Topic Clustering — Resident Evil Requiem
A topic research pipeline built specifically for Resident Evil Requiem — collecting and clustering 300+ gameplay and reaction videos from the franchise to define the topic taxonomy for Eklipse.gg's Just Chatting AI model.
- Role
- AI & Data Intern
- Company
- Eklipse.gg
- Game Target
- RE Requiem
- Status
- Completed
Background
Eklipse.gg's Just Chatting model needs to understand what streamers are talking about during gameplay. For the model to classify topics accurately, it first needs a well-defined topic taxonomy specific to each game title. You can't label what you haven't defined.
This project tackled that problem for Resident Evil Requiem — an upcoming title at the time of research. Since there's no live gameplay data yet, the approach was to gather conversations from previous RE series gameplay videos and official teaser reaction videos, then use clustering to surface the most common and relevant discussion topics.

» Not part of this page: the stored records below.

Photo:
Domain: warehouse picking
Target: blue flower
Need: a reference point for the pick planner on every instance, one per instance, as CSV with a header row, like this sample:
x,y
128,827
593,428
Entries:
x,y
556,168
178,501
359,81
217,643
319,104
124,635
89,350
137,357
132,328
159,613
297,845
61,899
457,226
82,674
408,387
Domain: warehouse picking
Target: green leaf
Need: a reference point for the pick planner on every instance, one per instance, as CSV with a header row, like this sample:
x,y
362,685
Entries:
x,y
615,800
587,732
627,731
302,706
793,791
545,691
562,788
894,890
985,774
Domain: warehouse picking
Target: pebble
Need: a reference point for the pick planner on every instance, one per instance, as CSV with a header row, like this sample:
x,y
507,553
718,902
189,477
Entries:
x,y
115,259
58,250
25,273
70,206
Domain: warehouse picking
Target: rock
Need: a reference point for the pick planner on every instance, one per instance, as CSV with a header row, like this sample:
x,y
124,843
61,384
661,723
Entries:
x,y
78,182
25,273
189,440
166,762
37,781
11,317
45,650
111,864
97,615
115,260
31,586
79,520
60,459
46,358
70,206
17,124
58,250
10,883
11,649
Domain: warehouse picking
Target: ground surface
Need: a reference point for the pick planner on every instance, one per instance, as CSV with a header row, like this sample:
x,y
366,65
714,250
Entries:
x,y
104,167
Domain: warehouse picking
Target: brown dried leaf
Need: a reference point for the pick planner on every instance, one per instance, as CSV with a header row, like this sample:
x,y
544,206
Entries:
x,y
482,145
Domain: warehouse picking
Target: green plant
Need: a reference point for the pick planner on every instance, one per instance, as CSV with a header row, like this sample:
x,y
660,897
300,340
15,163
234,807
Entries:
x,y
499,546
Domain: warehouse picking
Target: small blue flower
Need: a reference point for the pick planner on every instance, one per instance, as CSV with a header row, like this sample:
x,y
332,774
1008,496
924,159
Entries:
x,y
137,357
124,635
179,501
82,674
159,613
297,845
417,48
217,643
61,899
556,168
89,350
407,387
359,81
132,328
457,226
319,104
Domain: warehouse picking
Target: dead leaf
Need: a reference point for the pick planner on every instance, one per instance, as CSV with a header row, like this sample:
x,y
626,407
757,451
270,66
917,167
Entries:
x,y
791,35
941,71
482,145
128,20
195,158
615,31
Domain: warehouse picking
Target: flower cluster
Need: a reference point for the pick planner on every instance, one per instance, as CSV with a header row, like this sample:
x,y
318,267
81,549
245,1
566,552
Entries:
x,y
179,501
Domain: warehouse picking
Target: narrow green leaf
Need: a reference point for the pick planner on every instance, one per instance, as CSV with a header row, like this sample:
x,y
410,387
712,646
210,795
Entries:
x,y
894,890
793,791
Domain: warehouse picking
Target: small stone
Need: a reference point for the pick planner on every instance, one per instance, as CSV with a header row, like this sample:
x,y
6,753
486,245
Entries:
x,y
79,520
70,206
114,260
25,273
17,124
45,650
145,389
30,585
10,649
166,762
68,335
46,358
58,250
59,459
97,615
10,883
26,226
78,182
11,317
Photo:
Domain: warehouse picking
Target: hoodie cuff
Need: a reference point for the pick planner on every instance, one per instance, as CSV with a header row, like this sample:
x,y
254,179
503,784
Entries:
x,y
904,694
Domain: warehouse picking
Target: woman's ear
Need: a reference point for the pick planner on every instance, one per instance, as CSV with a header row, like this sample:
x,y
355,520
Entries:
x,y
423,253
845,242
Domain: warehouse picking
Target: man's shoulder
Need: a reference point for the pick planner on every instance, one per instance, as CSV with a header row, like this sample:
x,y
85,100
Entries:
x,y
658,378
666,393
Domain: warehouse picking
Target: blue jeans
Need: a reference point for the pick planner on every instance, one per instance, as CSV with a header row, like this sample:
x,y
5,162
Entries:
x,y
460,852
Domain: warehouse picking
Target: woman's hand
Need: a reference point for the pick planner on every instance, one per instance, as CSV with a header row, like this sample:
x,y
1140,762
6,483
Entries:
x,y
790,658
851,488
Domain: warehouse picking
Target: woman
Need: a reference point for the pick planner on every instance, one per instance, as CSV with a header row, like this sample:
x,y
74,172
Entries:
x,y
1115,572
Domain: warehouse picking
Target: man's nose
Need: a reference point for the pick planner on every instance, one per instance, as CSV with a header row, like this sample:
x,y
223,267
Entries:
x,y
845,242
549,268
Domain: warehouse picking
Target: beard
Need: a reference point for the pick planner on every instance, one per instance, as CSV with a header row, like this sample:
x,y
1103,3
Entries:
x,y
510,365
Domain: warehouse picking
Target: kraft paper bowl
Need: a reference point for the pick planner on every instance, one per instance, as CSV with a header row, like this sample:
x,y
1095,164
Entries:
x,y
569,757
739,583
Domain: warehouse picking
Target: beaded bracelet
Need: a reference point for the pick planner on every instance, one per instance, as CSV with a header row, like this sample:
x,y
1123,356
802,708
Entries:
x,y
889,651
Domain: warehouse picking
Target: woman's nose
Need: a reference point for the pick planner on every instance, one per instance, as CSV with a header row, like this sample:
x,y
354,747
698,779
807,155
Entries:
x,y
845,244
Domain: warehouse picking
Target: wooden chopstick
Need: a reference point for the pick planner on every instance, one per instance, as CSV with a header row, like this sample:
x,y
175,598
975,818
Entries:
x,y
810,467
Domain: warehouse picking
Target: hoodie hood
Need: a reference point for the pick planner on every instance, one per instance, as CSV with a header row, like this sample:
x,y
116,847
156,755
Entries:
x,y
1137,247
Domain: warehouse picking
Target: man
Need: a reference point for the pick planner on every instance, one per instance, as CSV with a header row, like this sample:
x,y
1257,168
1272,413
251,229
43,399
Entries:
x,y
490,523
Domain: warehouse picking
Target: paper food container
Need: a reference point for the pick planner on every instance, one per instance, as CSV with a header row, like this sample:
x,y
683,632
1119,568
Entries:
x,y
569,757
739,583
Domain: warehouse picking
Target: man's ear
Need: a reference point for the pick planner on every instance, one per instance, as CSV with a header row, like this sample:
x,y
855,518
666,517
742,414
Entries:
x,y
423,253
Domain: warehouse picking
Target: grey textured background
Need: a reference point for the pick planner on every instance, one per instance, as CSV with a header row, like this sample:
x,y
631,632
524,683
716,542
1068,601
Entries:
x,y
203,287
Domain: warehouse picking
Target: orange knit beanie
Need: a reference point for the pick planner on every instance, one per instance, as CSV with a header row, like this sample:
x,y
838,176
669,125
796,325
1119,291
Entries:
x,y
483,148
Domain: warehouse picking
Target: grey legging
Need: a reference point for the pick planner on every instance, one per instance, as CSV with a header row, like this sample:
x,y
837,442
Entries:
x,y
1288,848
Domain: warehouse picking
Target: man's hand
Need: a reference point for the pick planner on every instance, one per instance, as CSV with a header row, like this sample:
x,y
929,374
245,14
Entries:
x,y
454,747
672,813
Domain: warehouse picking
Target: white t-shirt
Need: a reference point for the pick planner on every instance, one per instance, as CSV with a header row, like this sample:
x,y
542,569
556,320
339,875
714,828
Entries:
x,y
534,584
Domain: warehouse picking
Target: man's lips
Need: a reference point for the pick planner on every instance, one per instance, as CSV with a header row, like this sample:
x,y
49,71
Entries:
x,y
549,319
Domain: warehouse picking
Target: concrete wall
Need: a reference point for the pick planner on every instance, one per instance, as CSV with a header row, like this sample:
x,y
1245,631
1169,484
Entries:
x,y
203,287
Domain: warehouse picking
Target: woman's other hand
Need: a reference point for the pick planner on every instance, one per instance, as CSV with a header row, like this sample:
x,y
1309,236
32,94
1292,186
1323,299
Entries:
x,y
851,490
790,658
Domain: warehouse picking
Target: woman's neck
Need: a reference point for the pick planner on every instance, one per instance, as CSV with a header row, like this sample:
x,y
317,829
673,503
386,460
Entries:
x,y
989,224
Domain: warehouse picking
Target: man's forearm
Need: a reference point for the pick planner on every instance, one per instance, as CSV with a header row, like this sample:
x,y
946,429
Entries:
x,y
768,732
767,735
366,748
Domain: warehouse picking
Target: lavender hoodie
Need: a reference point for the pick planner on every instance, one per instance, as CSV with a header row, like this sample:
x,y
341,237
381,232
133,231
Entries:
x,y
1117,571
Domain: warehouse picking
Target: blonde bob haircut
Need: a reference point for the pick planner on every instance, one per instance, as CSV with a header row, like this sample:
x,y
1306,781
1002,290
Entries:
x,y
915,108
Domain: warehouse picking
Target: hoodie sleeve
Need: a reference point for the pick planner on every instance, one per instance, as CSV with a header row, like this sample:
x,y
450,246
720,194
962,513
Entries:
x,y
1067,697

- No live RE Requiem gameplay data available yet
- Topic taxonomy undefined — can't label without it
- Manual topic discovery would be inconsistent and slow
- Collect 300+ relevant videos as data source
- Use clustering to discover natural topic groups
- Deliver a validated topic list for the annotation team
Research Pipeline
The pipeline runs from raw video collection all the way to a curated topic list. Each step is designed to progressively reduce noise and surface the signals that matter to the Just Chatting model.
Collected 300+ videos from two source types: gameplay videos from previous Resident Evil series titles (RE Village, RE4 Remake, RE2 Remake, etc.) and reaction videos from the official RE Requiem teaser. Video metadata — titles, descriptions, transcripts where available — was pulled via YouTube Data API and stored for processing.
Extracted textual signals from video titles, descriptions, and comment sections. Text was cleaned (lowercasing, stopword removal, punctuation stripping), then tokenized and prepared for vectorization.
Applied TF-IDF vectorization to convert cleaned text into numerical representations. TF-IDF was preferred here because it naturally downweights generic terms (e.g. "video", "game") and amplifies domain-specific vocabulary that's more useful for topic discovery.
Ran K-Means clustering on the TF-IDF vectors. The optimal number of clusters was determined using the elbow method. Each cluster was then manually reviewed to interpret and name the underlying topic it represented.
Cluster results were reviewed with the team to validate topic relevance and consolidate overlapping clusters. The final validated topic list was handed off to the annotation team as the taxonomy for labelling the Just Chatting audio dataset.
Topic Results
Clustering surfaced several recurring discussion themes that naturally emerged from the RE community — spanning gameplay mechanics, lore, characters, and community reactions to the new title.
Combat strategies, puzzle solving, inventory management, boss fight reactions, and difficulty discussions.
Narrative theories, connections to previous RE titles, lore discussions, and storyline speculation for Requiem.
Character reactions, appearance discussions, protagonist/antagonist commentary, and new character reveals in Requiem teaser.
Scare reactions, atmosphere commentary, tension build-up discussions, and comparisons of horror intensity across RE titles.
Comparisons between RE Requiem and previous entries — visual quality, gameplay direction, tone, and whether it fits the classic RE formula.
Fan excitement, teaser reactions, anticipation for release, wishlist discussions, and general community sentiment about RE Requiem.